Andrew Lambirth

Christmas round-up | 28 November 2009

Andrew Lambirth trawls the galleries and finds a visual feast for the festive season

issue 28 November 2009

Andrew Lambirth trawls the galleries and finds a visual feast for the festive season

Most people who have heard of James Ward (1769–1859) will know his monumental landscape in Tate Britain, ‘Gordale Scar’, but perhaps little else by him. ‘Gordale Scar’ is immensely impressive (I also love Karl Weschke’s versions of the same subject made in 1987–8), but Ward was far from being a one-work artist. A painter of animals as well as of landscapes, his gifts of observation and curiosity made him a valued recorder of country life. A superb show of his drawings at W.S. Fine Art/Andrew Wyld (27 Dover Street, W1, until 11 December) gives a full account of his skills as a draughtsman in subjects ranging from charcoal burners to cloud studies. Particularly effective are the pencil drawings of trees in Wales and Scotland, holly trees in Needwood Forest, Staffordshire, and Cader Idris from various viewpoints. The style is vigorous, particularising and affectionate. It’s time to know him better.

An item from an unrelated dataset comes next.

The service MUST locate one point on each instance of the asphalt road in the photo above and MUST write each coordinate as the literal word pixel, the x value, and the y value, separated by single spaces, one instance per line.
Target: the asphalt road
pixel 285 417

The Ward show is accompanied by a beautifully produced and scholarly catalogue, as is the very different exhibition currently at the Fine Art Society (148 New Bond Street, W1, until 3 December), bleakly entitled War. This display focuses on the art released or inspired by two world wars, and includes a host of famous artists and some extremely forceful images. C.R.W. Nevinson (1889–1946) is quintessentially a war artist — though I would also proffer an argument for some of his other work — who made unforgettable images that cross the boundary between man and machine and thus illustrate the essential inhumanity of conflict on this scale. Paul Nash (1889–1946) made disturbingly beautiful watercolour and chalk drawings of the devastated battlefields of the first world war. In the realm of sculpture, Charles Sargeant Jagger (1885–1934) modelled confrontational bronze figures overflowing with compassion, while Eric Kennington (1888–1960) drew individual soldiers asleep or off duty in poignant pastel.